Can we bring this individual amiability to the masses? If Arabic speakers and Hebrew speakers can share a laugh; if we use the same computers; if we all like to party; if we all just want to be with the ones we love, why can’t we all just get along?
From “I” to “You”
Headlines of stealthy prisoner swaps, bellicose rhetoric, and settlement building do not imbue hope for peace; rather, individual interactions like this one humanize the "other," transforming an objectified relationship of an “I” into that of a personal “You” and pave the path to long lasting changes on top.

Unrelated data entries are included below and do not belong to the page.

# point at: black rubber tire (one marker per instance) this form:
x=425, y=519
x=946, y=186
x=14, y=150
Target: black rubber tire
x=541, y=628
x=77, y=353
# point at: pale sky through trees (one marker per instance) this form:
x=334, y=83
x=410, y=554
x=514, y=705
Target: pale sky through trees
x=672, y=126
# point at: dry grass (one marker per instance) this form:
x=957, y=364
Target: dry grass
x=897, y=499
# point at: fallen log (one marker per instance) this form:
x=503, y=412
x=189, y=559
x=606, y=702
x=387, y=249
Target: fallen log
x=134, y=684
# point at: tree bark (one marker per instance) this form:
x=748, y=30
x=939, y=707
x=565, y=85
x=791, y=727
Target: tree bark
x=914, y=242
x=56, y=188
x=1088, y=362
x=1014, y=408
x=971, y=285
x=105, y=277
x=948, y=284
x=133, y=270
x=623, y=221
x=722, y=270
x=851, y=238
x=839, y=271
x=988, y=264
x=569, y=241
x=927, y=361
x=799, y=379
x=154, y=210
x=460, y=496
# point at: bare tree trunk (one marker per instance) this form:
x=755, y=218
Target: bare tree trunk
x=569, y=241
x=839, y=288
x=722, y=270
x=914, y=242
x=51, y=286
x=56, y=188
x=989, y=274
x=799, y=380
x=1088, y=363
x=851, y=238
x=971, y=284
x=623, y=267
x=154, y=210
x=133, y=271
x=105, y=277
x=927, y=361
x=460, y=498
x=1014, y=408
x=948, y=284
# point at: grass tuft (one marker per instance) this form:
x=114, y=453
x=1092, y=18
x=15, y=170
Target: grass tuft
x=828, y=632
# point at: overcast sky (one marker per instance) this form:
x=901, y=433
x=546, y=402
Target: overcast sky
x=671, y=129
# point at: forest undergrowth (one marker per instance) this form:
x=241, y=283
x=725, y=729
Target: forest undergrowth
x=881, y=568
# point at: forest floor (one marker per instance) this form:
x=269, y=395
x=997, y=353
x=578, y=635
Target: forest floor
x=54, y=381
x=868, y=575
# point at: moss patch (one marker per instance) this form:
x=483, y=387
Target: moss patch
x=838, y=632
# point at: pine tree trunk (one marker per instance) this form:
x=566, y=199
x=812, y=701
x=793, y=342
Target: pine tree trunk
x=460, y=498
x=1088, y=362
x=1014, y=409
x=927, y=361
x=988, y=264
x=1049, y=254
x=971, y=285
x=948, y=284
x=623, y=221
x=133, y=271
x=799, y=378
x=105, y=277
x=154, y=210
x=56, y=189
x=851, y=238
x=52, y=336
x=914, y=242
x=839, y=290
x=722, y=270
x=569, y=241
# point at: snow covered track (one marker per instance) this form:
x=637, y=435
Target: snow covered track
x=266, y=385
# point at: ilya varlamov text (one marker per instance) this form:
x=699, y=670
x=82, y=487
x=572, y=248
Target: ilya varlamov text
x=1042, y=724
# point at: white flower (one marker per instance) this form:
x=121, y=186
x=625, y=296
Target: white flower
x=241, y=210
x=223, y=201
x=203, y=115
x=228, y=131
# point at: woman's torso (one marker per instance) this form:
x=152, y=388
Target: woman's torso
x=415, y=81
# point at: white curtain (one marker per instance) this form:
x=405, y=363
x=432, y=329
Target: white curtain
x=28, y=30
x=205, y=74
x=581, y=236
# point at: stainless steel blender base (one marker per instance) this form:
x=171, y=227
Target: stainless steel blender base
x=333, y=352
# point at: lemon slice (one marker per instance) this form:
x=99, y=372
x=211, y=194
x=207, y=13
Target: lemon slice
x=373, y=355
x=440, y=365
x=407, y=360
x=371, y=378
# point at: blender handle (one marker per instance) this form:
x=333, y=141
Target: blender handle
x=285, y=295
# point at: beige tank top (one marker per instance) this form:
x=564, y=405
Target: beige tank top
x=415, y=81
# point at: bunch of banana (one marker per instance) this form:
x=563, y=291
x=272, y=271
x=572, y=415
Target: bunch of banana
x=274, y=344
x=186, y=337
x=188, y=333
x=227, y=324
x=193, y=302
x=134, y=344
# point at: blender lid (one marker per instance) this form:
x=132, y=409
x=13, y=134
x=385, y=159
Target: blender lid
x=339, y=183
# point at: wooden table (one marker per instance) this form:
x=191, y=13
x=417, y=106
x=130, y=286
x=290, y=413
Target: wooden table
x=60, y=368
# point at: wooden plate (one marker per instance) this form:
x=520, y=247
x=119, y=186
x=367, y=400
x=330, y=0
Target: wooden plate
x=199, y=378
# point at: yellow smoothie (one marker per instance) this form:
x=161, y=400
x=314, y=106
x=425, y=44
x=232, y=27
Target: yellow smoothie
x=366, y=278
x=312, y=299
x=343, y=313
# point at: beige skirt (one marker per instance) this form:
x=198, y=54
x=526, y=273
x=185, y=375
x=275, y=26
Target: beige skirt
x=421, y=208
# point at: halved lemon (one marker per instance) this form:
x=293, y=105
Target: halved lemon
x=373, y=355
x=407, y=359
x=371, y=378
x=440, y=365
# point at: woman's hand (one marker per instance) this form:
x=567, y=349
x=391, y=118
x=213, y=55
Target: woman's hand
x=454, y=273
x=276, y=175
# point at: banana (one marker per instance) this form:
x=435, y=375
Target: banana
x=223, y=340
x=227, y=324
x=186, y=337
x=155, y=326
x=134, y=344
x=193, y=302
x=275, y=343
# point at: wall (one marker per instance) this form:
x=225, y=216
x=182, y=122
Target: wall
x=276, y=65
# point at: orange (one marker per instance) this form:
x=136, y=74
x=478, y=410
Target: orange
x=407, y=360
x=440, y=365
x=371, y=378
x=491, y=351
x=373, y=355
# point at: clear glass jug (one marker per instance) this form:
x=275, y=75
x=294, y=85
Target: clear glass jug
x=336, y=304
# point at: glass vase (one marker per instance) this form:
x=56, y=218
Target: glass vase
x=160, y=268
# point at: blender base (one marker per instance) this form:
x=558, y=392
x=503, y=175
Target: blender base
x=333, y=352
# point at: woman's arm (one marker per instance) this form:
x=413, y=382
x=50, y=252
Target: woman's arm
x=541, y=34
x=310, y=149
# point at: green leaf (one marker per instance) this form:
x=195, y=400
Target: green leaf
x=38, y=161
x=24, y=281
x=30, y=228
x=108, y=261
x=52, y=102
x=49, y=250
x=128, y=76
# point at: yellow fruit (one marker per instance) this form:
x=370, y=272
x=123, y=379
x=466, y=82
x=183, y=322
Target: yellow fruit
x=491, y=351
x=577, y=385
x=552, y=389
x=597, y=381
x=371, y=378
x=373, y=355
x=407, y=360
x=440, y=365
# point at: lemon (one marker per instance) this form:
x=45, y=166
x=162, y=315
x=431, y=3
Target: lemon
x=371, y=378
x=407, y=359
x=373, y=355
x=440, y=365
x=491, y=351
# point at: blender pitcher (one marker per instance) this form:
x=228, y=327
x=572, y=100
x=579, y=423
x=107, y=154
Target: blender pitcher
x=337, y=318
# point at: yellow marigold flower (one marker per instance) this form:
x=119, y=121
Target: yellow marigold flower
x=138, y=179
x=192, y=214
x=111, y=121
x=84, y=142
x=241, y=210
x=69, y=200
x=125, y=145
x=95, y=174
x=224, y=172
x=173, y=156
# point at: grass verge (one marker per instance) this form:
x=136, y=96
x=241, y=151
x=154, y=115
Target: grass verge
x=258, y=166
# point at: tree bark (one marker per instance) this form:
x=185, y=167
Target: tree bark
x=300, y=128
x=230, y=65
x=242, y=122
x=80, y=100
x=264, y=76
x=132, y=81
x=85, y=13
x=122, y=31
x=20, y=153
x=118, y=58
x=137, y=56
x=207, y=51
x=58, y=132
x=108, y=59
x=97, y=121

After all, the recent agreement to resume peace talks is partly due to John Kerry’s very own face-to-face intercession. If there is hope for peace in the days to come, it will lie in some power, or some people, who overcome negative assessments, and surpass the perilous polarity plaguing our countries.
Flailing his hands inward as a signal to encircle him, Mani tells us he has “a monumental idea.”
“Are you ready?” I give him a thumbs up, topped by a wink.
“Why don’t you guys hack every media outlet… for peace?!”
Eitan, Sebastian and a few others share a skeptical glance then a roaring laugh.
We have seen so many use this power on the dark side; why not bring it over to the good?
I put out my hand reflexively, not to shake his but to clap as if to assure Mani that his proposal is neither naive nor inane.
In the corner, I spot a strange head covering, the last I would expect here: a yarmulke.
This Gush Etzion resident ends up driving Eitan and I right up to my friends’ home in Efrat, dropping off Samuel in Jerusalem on the way. With our driver’s white beard and that knitted circle on his head, the checkpoint is no problem.